Bir balık yemi ve malzemeleri dükkanı. Dükkanda normali temsil eden biziz. On yaşında bir erkek çocuk ve yanında kırk yaşında babası. Balık yemi ve eksik olan iğne, kurşun gibi malzemeler alınıyor ve baba ödüyor, babanın kullandığı arabayla da balık tutmaya gidiliyor.

Dükkanda aylardır gördüğüm tek kadın, elli-ellibeş yaşlarında, boyalı saçlı, bakımlı bir kadın. Yanında seksen yaşlarında bir sakallı bir adam.

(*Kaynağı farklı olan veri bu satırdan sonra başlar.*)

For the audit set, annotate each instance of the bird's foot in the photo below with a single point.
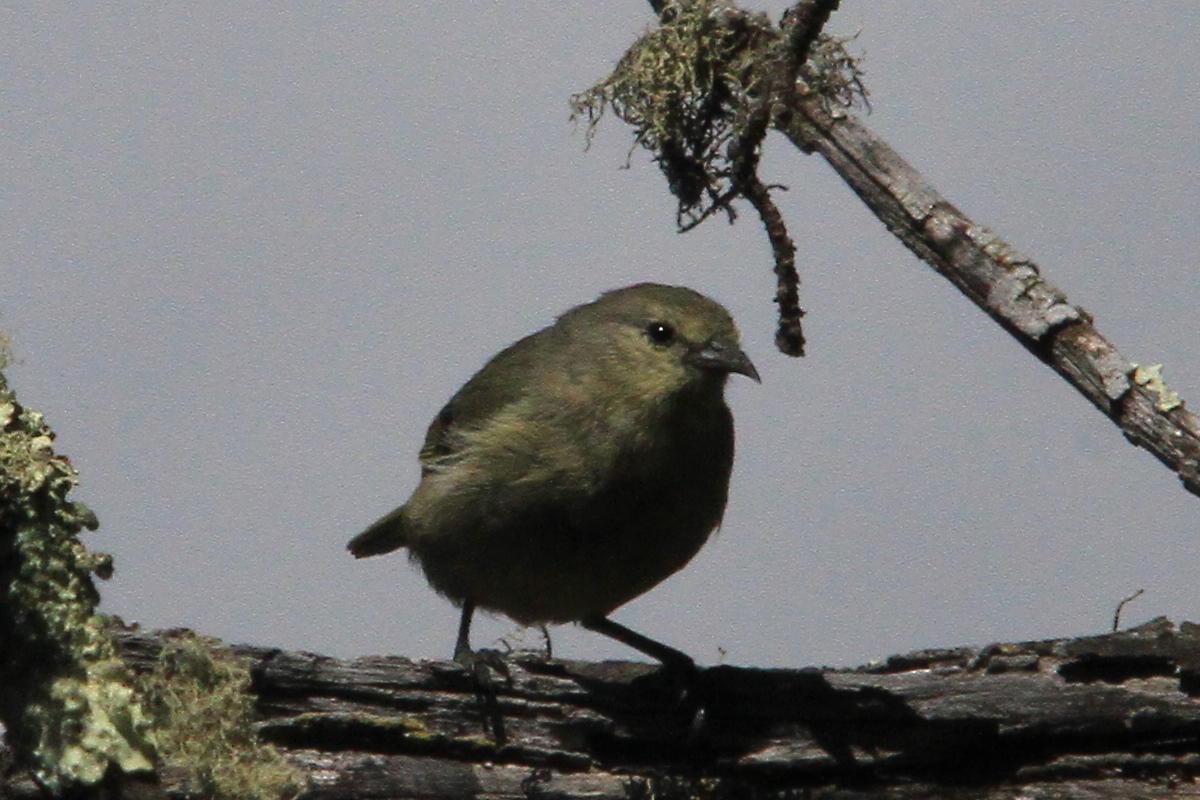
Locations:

-Sinek iğnemiz kaldı mı baba?
(Yanlış görmemişim, balığa gidiyor baba-kız)

-Geçen sefer sen ödedin, bu sefer dünyada olmaz.
(Demek ki baba-kızın balığa gitmeleri sık sık tekrarlanan bir şey, bütçeleri de ayrı, muhtemelen ayrı yaşıyorlar)

Alınacakları aldılar, kız hesabı ödedi, kız şoför koltuğunda, baba yanında hızla uzaklaştılar.

Bu yaşta bir kızla babasının balıkta işleri neydi? Adamın karısı yaşıyor muydu? Kız evli miydi? Torun var mıydı? Varsa o niye yoktu? Kızın kocası varsa o niye yoktu ya da nasıl izin veriyordu? 

Beni bu sorularla baş başa bırakarak gittiler. Oysa onların hiçbir şey umurunda değildi. Abidin, mutluluğun resmini yapacak olsa, kızıyla balığa giden nur yüzlü ihtiyar adamın resmini yapardı eminim!